Can a wildcard SSL certificate be issued for a second level domain?

Yes, it can be issued.

Luckily the common browsers do not accept wildcard certificates for TLDs.

Chromium Source Code:

// Do not allow wildcards for public/ICANN registry controlled domains -
// that is, prevent *.com or *.co.uk as valid presented names, but do not
// prevent *.appspot.com (a private registry controlled domain).
// In addition, unknown top-level domains (such as 'intranet' domains or
// new TLDs/gTLDs not yet added to the registry controlled domain dataset)
// are also implicitly prevented.
// Because |reference_domain| must contain at least one name component that
// is not registry controlled, this ensures that all reference domains
// contain at least three domain components when using wildcards.
size_t registry_length =
    registry_controlled_domains::GetCanonicalHostRegistryLength(
        reference_name,
        registry_controlled_domains::INCLUDE_UNKNOWN_REGISTRIES,
        registry_controlled_domains::EXCLUDE_PRIVATE_REGISTRIES);

// ... [SNIP]

// Account for the leading dot in |reference_domain|.
bool is_registry_controlled =
    registry_length != 0 &&
    registry_length == (reference_domain.size() - 1);

// Additionally, do not attempt wildcard matching for purely numeric
// hostnames.
allow_wildcards =
    !is_registry_controlled &&
    reference_name.find_first_not_of("0123456789.") != std::string::npos;
}

The complete list of domains that Google disallows is in net/base/registry_controlled_domains/effective_tld_names.dat

Other browsers also do this, including IE and Firefox.

In the list of fake certificates issued by DigiNotar, there is "*.*.com". This is obviously an attempt to get around the restriction.


For the issuing part, everything can be put in a certificate.
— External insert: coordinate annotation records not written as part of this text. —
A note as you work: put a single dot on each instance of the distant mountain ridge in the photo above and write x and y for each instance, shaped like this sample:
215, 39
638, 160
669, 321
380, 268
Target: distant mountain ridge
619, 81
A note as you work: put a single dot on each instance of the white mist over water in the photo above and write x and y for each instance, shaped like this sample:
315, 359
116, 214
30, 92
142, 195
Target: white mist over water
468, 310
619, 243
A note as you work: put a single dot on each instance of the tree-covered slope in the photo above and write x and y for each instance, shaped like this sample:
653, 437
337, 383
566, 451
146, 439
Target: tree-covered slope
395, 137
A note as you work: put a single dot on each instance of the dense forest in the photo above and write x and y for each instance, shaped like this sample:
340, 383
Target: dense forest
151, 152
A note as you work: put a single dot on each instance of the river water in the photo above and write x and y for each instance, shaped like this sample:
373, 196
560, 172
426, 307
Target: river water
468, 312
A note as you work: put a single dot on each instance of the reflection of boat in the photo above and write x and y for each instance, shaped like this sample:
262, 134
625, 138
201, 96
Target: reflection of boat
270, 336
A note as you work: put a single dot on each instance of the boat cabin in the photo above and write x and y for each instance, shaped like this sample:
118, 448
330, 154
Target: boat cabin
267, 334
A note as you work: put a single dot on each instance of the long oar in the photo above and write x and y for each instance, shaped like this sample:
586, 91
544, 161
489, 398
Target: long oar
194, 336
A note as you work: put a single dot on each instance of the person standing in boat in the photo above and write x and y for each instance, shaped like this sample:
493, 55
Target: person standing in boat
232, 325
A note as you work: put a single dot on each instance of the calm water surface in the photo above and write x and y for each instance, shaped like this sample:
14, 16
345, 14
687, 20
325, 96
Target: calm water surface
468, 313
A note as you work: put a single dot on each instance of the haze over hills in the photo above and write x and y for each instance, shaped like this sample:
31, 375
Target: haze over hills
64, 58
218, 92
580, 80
That a name is "wildcard" has no special significance for the CA. The CA puts a string as dNSName in a Subject Alt Name extension, and that's it. Whether this string contains "*" characters or not will not impact the CA behaviour.

What matters is what SSL clients will accept as a "valid certificate", i.e. a certificate including a name which "matches" the intended server name (the one included in the URL). This is nominally specified in RFC 2818, section 3.1, and it allows many kinds of wildcard names, including things like "www.*.*c*", matching (theoretically) any server name containing three components, the first being "www" and the third containing at least one "c". Web browser vendors soon considered that this specification:

  • allowed for really broad wildcard names;
  • was relatively complex to implement properly;
  • was unlikely to be implemented properly by both other browser vendors, and by CA (though the CA is not impacted by the name contents, it is still responsible for the contents of the certificate, and browser vendors correctly guessed that there would be CA who would unwillingly issue overly broad wildcard certificates);
  • was an "informational" RFC anyway, not a "proposed standard", so lawyer-inclined minds could argue that it could be ignored.

So browser vendors made their own schemes and restrictions. Much later, a new RFC (6125, from March 2011) was published, with section 6.4.3 dedicated to the processing of wildcard names in certificates. What RFC 6125 describes is more in tune with the reality, and is a "proposed standard", so there is at least some will, at some level, to make it happen. However, nothing in RFC 6125 mandates rejection of *.com; yet browsers do reject it.


I have tested this on common browsers, the three big ones (on windows anyways) don't accept this. What I haven't done is try it on the mobile platforms which imo are the real target of this attack. Since iOS doesn't have a way to revoke certificates there are millions of i-devices out there that are vulnerable until apple releases a patch, and they apply it.

Obvious places to try this with high impact: Activesync to exchange, ssl vpn clients, safari on idevices, stock browser on androids.